Anger seethed in the room like some kind of a living thing. Each click of the clock sounded like a mallet being struck.
“I see.” Olivia’s voice was as brittle as glass. “Well. Excuse me. I won’t take up any more of your time.”
A nice quiet, diplomatic conversation. Perfect.
“Mom, wait,” Lex said, but she’d already gone.
He stared at the photographs on the walls: Pierce, his parents together. Bradley and Pierce side by side on the family sailboat, the one Bradley had inherited, destined now to be confiscated and auctioned off to the highest bidder.
On the day captured in th
e photo, though, that was all off in the unimaginable future. Bradley and Pierce leaned shoulder to shoulder, holding a race trophy they’d just won, putting on toothy smiles for the camera. The day Bradley had inherited the All In had no doubt been his proudest moment.

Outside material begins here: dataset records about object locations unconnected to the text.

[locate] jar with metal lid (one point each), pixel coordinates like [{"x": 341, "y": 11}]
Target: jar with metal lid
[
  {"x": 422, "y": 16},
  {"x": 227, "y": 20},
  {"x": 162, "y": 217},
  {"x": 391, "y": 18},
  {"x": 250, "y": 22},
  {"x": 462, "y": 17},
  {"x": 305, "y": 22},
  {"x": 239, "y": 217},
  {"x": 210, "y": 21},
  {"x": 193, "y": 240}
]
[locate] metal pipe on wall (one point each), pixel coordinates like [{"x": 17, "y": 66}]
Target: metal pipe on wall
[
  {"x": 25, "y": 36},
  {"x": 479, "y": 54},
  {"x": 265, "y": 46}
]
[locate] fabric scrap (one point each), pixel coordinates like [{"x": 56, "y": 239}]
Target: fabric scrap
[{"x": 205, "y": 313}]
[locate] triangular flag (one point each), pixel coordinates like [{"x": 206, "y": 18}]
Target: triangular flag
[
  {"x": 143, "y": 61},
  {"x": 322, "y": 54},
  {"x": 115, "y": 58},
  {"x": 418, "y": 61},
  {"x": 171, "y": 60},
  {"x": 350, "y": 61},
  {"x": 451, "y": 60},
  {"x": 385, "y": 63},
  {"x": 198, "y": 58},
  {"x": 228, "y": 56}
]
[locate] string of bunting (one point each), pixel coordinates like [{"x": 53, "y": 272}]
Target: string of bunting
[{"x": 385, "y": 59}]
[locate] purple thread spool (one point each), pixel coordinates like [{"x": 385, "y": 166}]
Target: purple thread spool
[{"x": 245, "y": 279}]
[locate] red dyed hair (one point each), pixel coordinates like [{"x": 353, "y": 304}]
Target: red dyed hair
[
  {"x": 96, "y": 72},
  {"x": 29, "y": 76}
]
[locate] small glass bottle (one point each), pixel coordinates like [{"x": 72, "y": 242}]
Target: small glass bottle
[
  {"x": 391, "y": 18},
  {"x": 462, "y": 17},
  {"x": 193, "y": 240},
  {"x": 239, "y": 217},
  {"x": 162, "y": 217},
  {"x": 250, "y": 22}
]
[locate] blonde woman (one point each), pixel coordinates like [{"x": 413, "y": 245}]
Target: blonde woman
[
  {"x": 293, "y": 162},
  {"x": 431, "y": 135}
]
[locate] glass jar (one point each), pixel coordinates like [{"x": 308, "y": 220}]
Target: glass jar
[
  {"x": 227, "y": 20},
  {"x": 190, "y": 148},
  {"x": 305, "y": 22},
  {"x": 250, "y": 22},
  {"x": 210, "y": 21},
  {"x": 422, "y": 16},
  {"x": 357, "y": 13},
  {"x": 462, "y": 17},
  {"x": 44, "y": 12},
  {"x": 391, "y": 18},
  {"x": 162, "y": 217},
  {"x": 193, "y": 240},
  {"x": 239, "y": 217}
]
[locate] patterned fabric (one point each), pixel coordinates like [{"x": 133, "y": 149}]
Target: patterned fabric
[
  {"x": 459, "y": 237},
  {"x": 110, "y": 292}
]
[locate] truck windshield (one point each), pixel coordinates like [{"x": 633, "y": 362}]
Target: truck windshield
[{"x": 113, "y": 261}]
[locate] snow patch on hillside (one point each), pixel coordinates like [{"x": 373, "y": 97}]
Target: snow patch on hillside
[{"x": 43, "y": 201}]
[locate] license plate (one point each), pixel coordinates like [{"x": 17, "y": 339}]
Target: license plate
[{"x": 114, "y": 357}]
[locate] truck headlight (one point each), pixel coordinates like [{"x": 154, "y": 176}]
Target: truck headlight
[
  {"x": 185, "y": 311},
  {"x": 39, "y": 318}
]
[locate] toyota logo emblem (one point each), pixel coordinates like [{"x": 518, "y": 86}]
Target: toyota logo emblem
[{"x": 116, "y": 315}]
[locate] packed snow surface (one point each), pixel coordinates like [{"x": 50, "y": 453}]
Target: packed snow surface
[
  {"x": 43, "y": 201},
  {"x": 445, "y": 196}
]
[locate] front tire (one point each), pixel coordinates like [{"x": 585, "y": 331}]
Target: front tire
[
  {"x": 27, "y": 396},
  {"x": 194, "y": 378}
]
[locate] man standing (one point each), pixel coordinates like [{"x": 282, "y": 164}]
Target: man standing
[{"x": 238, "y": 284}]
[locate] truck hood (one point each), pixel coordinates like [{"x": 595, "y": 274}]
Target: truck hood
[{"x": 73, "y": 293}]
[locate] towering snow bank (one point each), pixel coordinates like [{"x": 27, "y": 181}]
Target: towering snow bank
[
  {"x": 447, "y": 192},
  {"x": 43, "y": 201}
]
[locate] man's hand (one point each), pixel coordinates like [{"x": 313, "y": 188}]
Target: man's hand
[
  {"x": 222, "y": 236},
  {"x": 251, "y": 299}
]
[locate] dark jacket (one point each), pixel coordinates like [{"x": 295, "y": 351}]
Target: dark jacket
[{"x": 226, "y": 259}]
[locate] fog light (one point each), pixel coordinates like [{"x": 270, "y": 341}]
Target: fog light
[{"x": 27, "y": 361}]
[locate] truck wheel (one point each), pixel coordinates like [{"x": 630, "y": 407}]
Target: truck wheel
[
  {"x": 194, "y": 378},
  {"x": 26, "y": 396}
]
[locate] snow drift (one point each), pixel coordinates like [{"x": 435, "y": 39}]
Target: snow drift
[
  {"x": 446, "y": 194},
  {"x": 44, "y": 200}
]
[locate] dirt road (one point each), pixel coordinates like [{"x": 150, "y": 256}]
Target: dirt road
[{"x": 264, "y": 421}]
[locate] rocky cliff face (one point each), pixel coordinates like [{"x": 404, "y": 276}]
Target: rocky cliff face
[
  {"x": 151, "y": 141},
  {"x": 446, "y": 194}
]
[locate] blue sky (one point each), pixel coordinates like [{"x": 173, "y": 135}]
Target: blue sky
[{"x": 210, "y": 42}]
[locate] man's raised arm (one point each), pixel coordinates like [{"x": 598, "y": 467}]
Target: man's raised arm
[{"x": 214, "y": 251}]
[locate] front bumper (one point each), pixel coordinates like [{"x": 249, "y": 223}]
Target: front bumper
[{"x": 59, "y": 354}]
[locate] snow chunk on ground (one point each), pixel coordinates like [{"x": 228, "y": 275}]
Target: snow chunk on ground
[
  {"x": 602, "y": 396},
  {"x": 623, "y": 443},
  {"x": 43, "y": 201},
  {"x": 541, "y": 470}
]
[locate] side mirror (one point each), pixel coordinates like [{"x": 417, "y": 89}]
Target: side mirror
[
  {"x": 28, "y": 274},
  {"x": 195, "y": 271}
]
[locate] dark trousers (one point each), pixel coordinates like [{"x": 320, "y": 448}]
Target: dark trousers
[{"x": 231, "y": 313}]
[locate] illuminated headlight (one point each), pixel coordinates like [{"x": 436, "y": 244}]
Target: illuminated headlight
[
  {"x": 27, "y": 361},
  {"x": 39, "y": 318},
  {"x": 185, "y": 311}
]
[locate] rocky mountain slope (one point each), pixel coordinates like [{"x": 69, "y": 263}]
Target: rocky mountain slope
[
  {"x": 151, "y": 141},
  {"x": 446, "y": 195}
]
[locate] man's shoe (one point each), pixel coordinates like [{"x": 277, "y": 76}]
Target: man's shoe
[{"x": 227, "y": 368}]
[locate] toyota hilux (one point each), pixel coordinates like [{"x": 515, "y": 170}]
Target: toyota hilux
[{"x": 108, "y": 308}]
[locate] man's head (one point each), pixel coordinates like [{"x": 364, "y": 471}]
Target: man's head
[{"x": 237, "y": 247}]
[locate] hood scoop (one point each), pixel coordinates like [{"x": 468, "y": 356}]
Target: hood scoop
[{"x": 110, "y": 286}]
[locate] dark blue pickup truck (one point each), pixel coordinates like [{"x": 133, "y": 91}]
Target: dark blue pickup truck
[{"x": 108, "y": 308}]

People usually use the name of someone or something important. Lex stiffened. The boat, he thought. It had to be the boat.
And he rose.
Keely and her parents walked out of the church, squinting in the late-morning sunlight. The bells of the carillon sounded in the background.
“Lovely sermon, Reverend,” Jeannie said warmly, shaking his hand.
“Glad you enjoyed it. And it’s been a pleasure to have you back.” He smiled at Keely with eyes so twinkly she wondered if he knew just how long it had been since she’d been to services.
A snatch of My Chemical Romance shattered the silence. Blushing furiously, Keely dug out her phone.
“Excuse me,” Keely muttered, and hurried down the steps. “Hello?”
“Keely? Lex,” he said briefly. “Where are you? Can you get loose?”
“I’m just coming out of church. What’s up?”
“I just figured out something that might be our answer.”
“To what?”
“The password. What church are you at?”
“St. Stephen’s, over on Hollis.”
“Great. I’ll be by in ten minutes.”
It was closer to five when his Jeep swung up.
“I’ve got to go,” Keely told Jeannie, and kissed her goodbye.
She couldn’t help noticing the stares as she walked to the vehicle. So much for staying under the radar, she thought in resignation.
“You found the password?” she asked as she shut the door and snapped on her seatbelt.
“Not exactly. But I think I have a good guess. If I’m right, this might all be over.”
The snow they’d had since the last time they were up at the house had done the road no good. The Jeep bounced over the ruts with a tooth-rattling vigor that made it impossible to talk.
Little else had changed since their last visit, she saw when they arrived. The new snow lay in a pristine white layer over the yard and the steps, broken only by the small tracks of some little rodent.